Deutsche Telekom Eyeing RDK: Report

The global ambitions of the Reference Design Kit, the integrated software stack for set-tops being managed by three major MSOs, could get a big boost from a big telco in Germany.

Deutsche Telekom is monitoring the initiative and weighing whether it could complement its own efforts involving virtual set-top boxes and cloud-based user interfaces, CSI Magazine reported this week, citing DT exec Oliver Friedrich, who spoke at the CDN World Summit in London.

“RDK is a good example of how operators can push browser developments. We are definitely looking at it in the next weeks already,” Friedrich said, according to the report.

DT has not responded to requests for additional comments on its future plans involving the U.K. RDK LLC, the joint venture of Comcast, Time Warner Cable, and Liberty Global that is managing the stack, declined to comment.  
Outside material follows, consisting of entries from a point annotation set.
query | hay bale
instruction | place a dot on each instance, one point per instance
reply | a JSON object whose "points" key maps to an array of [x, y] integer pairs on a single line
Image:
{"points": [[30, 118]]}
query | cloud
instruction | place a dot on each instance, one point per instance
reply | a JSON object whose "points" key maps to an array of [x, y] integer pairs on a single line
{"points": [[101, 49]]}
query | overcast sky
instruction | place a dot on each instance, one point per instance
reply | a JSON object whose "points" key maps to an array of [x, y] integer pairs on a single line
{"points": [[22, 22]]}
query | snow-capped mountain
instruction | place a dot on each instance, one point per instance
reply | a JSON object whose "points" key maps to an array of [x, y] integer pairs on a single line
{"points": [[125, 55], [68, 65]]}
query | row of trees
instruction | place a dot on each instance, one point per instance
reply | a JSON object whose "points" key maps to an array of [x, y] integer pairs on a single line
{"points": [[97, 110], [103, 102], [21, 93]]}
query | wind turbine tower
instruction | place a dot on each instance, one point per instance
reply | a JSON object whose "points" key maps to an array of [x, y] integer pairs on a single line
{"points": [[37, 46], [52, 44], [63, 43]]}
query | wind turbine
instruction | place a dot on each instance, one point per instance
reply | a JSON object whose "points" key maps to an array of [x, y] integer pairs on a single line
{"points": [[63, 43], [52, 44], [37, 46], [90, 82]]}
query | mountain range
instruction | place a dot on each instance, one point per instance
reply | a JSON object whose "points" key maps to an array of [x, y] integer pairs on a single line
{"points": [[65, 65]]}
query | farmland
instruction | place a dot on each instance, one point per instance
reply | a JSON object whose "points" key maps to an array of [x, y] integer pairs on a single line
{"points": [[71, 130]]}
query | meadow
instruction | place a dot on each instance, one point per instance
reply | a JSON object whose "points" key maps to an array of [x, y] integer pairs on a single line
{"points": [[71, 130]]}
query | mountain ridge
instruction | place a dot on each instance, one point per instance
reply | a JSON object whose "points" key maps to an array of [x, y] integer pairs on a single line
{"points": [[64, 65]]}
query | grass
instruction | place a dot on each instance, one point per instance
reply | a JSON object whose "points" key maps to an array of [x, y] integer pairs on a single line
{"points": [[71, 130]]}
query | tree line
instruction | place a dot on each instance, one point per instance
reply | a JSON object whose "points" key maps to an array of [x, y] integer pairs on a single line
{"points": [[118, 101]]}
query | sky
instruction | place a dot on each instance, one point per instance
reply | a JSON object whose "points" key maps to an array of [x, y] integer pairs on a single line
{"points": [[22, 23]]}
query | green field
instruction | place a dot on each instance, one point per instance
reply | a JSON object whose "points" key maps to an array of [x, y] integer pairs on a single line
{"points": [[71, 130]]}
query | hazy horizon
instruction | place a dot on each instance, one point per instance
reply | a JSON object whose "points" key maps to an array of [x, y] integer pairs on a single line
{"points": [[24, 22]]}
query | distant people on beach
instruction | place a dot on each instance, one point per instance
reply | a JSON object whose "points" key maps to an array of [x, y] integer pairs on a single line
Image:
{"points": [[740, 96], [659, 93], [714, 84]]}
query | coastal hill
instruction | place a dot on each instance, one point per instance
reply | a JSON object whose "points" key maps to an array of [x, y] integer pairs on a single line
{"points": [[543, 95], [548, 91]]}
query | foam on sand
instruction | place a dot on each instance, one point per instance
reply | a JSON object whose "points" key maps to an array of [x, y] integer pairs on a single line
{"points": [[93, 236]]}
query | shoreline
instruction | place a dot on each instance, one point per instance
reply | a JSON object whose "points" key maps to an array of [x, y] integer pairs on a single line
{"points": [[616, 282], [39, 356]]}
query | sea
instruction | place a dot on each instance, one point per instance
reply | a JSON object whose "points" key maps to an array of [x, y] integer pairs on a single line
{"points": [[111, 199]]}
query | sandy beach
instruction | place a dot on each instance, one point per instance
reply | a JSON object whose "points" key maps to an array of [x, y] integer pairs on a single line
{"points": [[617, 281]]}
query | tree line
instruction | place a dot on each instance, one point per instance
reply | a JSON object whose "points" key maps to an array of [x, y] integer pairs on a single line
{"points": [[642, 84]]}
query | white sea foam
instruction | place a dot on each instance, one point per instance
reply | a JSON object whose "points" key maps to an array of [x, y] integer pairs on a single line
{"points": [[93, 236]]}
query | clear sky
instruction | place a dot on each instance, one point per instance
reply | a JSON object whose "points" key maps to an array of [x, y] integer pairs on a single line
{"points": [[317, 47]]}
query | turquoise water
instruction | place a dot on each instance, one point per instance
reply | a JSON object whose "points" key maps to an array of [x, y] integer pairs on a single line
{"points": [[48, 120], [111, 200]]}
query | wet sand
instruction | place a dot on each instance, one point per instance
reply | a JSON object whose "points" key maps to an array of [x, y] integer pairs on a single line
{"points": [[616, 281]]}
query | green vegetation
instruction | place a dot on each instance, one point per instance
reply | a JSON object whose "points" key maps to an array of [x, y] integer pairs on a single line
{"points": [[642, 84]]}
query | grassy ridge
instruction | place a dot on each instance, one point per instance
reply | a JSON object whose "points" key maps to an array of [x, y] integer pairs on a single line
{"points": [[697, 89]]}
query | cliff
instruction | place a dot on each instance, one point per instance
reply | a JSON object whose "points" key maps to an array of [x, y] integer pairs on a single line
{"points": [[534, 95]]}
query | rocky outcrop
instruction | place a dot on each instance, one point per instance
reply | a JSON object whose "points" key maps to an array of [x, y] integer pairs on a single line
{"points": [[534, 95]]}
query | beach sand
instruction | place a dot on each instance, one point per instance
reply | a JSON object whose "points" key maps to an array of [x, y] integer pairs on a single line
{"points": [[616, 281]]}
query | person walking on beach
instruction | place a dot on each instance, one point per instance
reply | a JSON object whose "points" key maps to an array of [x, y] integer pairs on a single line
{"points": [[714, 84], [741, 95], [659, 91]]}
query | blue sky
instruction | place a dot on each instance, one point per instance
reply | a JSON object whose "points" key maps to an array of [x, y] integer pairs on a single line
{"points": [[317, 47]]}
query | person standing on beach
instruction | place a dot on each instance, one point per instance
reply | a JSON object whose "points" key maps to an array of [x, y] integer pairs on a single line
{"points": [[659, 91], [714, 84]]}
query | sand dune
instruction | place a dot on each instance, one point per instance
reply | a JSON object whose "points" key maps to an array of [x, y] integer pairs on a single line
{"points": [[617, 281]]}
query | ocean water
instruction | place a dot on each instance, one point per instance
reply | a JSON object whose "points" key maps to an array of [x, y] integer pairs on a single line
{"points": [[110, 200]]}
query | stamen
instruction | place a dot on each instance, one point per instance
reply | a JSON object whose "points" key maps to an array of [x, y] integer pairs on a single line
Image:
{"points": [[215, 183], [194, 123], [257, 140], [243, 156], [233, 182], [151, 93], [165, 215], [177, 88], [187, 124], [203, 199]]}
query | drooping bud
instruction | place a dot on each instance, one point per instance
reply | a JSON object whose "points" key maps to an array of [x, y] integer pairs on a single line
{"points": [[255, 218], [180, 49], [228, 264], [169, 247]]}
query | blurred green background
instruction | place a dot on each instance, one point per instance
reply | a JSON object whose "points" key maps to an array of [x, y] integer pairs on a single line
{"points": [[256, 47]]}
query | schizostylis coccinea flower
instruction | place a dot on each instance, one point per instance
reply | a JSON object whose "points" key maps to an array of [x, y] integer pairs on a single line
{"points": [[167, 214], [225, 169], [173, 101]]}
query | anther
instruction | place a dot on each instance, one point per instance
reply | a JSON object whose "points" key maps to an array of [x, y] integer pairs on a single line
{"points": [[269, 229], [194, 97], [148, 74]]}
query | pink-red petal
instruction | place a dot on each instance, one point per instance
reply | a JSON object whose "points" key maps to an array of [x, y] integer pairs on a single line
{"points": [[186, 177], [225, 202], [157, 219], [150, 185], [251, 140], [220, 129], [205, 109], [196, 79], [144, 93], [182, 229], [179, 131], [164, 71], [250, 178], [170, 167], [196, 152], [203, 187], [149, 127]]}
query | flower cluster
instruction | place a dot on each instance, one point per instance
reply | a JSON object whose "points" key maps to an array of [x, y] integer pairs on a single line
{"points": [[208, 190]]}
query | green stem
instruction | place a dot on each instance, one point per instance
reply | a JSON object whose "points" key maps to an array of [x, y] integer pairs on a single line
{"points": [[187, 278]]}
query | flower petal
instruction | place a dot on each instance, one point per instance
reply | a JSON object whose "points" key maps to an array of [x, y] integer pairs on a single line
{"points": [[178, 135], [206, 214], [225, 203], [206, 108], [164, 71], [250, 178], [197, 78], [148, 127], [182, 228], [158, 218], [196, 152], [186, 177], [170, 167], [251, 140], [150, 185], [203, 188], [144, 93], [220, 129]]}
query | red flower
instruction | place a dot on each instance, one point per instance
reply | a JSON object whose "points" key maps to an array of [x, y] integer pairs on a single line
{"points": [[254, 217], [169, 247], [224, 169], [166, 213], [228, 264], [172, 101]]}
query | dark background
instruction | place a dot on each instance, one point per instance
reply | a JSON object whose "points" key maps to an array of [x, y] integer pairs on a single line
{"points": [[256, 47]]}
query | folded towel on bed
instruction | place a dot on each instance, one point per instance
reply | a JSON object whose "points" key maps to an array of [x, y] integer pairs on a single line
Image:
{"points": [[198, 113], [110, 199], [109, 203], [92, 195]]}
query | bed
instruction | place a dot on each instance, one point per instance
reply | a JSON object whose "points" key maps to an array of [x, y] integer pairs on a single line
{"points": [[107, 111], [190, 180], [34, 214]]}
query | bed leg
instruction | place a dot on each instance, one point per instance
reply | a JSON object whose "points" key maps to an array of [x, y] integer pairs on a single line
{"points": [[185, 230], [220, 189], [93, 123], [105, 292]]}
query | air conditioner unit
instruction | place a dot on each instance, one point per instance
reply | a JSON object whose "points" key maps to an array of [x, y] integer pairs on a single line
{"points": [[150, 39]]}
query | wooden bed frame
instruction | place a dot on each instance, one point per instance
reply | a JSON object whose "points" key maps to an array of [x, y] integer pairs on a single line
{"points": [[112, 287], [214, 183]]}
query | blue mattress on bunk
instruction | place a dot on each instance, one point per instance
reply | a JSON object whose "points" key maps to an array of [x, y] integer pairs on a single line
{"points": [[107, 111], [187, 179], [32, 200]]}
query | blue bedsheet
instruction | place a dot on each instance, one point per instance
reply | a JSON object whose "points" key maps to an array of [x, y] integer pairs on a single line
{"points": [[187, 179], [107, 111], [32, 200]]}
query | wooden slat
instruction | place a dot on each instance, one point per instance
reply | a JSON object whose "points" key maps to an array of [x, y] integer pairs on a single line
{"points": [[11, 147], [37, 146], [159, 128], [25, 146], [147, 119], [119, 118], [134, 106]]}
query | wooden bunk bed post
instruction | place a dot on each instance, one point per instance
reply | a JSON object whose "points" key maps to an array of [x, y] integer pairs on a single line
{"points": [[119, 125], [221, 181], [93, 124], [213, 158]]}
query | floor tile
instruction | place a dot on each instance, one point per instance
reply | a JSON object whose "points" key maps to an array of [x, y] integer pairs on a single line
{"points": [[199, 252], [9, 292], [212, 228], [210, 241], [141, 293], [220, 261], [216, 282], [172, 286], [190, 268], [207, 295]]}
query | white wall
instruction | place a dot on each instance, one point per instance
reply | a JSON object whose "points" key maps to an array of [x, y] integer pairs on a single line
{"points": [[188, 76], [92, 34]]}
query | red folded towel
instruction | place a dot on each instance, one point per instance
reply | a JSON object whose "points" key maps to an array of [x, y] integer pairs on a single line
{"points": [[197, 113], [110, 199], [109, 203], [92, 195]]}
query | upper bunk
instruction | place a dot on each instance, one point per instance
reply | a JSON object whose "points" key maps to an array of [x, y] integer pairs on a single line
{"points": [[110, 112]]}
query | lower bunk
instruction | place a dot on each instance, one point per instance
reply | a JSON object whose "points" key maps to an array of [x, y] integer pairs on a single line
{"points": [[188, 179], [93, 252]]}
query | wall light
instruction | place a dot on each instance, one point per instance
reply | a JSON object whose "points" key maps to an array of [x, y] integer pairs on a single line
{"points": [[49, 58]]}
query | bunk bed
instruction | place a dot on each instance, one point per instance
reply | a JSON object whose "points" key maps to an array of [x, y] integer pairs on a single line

Deutsche Telekom’s T-Labs unit has been working with ActiveVideo’s CloudTV platform to power field trials of a “virtual” set-top initiative. ActiveVideo, which has been touting the economics of set-top virtualization, recently joined the RDK club as a licensee, extending an application and service framework that could potentially ride on top of the RDK and give the platform a way to utilize a cloud-based browser.

More than 160 companies, including an array of set-top box makers, silicon vendors, and test and integration firms, have licensed the RDK. More than 15 pay-TV operators, including Comcast, Liberty Global, TWC, and Kabel Deutschland, are among those that have licensed the RDK.

But an operator doesn’t need to license the RDK directly in order to take advantage of the platform; they can also rely on a third party, such as a systems integrator or a set-top manufacturer to get access to it.

DT appears to be taking this partnership path to RDK, at least early on. In March, Cisco Systems announced that it had implemented an RDK-based IPTV system for a pilot project for DT subsidiary Hrvatski Telekom, the largest operator Croatia. At the time, Cisco touted it as the first RDK-based IPTV deployment and Europe’s first successful implementation of the RDK.